Nearly four years later, Romain said that as of April, they will have 11 general practitioners working in the space, as well as a few other specialists, like a private psychotherapist and physiotherapy.
She said that her role is to manage the clinic’s operations so that the doctors pay closer attention to their patients.
“It’s important for them to be just able to focus on their patients,” she said. “They don’t have to worry if there’s a secretary that’s sick, or if there’s water in the basement. They don’t. Sometimes they don’t even know about it.”
She said that a clinic set up by medical professionals, for medical professionals, is both uncommon and incredibly satisfying for the staff.
“I had three doctors that were close to retiring before I opened the clinic. They were talking about it,” she said. “Since then, it’s going to be four years since we opened and they haven’t retired. I don’t even hear them talk about retirement anymore.”

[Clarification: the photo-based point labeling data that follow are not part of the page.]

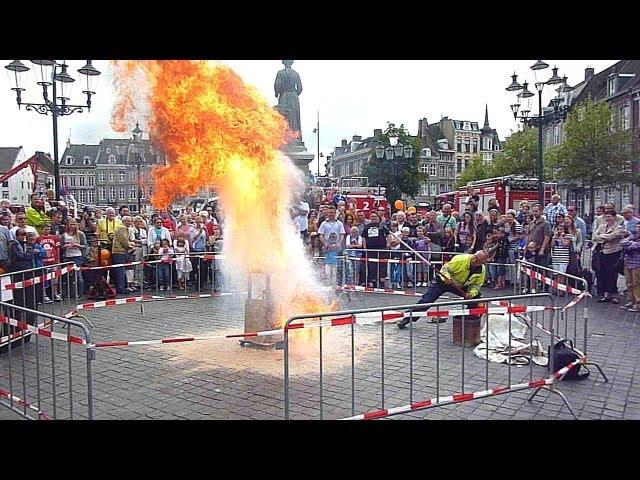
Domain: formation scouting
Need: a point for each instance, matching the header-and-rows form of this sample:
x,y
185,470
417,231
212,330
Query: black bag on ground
x,y
564,354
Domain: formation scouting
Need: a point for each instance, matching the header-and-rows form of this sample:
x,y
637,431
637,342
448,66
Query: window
x,y
624,117
625,194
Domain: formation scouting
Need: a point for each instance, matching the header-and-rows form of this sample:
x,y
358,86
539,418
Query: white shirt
x,y
28,228
302,220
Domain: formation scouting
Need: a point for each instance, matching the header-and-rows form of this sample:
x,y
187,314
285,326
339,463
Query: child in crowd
x,y
354,245
183,263
331,259
164,266
501,258
422,244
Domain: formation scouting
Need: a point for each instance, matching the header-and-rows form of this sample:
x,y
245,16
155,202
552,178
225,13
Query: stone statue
x,y
288,87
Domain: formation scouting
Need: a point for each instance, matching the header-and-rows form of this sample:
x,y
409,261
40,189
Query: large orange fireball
x,y
216,130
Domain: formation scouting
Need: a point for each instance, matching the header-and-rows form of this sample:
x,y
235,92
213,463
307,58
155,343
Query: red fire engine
x,y
509,191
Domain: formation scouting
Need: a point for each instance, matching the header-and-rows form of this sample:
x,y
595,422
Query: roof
x,y
8,157
78,152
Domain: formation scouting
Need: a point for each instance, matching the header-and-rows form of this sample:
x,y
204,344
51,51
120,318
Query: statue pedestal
x,y
298,154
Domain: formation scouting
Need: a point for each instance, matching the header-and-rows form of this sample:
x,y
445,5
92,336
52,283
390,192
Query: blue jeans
x,y
164,274
121,282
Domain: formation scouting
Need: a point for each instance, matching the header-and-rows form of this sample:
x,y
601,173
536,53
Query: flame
x,y
217,130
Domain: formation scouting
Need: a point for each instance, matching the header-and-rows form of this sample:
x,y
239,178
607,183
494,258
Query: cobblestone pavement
x,y
221,380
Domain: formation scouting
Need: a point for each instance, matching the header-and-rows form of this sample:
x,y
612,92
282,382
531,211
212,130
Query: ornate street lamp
x,y
53,74
542,118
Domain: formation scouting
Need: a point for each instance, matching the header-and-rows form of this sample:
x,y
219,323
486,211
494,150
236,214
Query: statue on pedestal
x,y
288,87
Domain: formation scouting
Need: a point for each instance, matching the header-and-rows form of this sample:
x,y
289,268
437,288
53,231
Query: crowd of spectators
x,y
46,234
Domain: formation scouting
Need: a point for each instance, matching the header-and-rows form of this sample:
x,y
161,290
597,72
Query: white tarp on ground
x,y
498,343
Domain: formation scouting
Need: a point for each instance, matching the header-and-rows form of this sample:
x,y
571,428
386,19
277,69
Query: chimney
x,y
588,73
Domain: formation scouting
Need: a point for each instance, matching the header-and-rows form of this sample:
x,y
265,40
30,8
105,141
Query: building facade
x,y
107,174
619,85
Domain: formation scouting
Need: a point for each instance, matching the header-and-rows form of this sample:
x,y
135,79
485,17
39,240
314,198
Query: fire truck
x,y
509,191
357,189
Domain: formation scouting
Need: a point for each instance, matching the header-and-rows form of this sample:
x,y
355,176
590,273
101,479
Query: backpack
x,y
564,354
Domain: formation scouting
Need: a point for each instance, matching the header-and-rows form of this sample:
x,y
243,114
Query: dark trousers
x,y
120,278
608,274
435,290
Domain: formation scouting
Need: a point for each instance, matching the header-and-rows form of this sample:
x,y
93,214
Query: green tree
x,y
518,156
594,151
476,170
399,176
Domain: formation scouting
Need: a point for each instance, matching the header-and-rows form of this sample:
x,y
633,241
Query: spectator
x,y
631,248
540,233
578,222
466,233
119,252
74,245
21,223
607,239
375,238
553,208
35,214
630,222
446,219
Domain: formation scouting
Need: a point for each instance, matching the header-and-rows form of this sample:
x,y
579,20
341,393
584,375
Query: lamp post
x,y
55,104
136,149
395,153
558,112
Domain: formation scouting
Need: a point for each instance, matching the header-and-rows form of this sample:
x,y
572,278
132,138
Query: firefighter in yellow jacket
x,y
464,275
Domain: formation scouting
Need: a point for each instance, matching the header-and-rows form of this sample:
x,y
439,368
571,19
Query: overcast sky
x,y
352,96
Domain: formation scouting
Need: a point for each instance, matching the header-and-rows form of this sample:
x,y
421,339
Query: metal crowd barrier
x,y
425,374
41,368
537,278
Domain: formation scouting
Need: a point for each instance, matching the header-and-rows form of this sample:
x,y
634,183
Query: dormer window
x,y
611,85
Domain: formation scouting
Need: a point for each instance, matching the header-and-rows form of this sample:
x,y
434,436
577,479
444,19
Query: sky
x,y
352,97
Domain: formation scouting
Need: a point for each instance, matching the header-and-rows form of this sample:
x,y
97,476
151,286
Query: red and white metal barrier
x,y
19,401
41,331
464,397
39,279
359,319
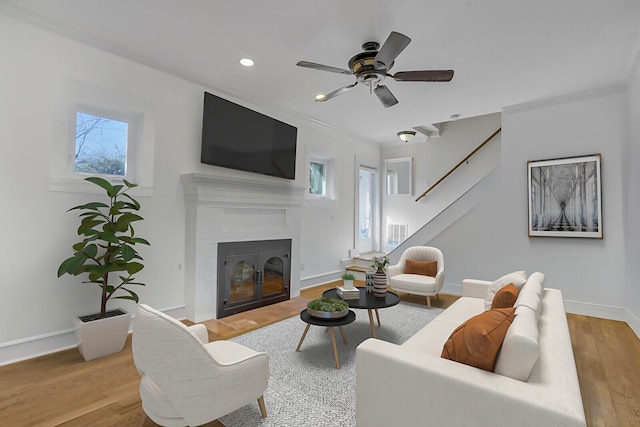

She said students from McGill University and the University of Ottawa that train at the clinic often comment on the little things, like using stickers to identify lab results.
“Even the students or residents that come here from Montreal are like ‘Oh my God.’” she said. “Like, just putting stickers on paperwork, they don’t get that in Montreal. For us, it’s common sense.”
She said that through the efforts of groups like the GMF, most of the people in the Pontiac now have a family doctor.
“Right now we’re at about 10,000 registered patients that come to the clinic,” she said. “We have secretaries only right now to support the doctors, but I’m thinking in the future we could have a nurses aid, to [check blood pressure], do weight and height or things like that.”
She said that she is constantly looking for new specialists to offer services that are lacking in the region.
“I’m talking to a footcare doctor. I approached an optometrist, things like that,” she said. “The services that are not available in the Pontiac, that’s what I’m looking for.”
She added that she is thinking of moving some offices to the basement, as the ground floor is nearing capacity. Expanding the parking lot, which is getting backed up on certain days, could also be in the cards for the future.
Romain said that at the end of the day, she does her job for the patients that they get to help.
“We treat them like they’re family and they don’t get that everywhere. They recognize that,” she said. “One day a guy walked in – and I had gotten him an appointment with a specialist – with a box of chocolates, just because I had helped him. That is the best reward, being able to help the patients, that’s what’s driving me to continue.”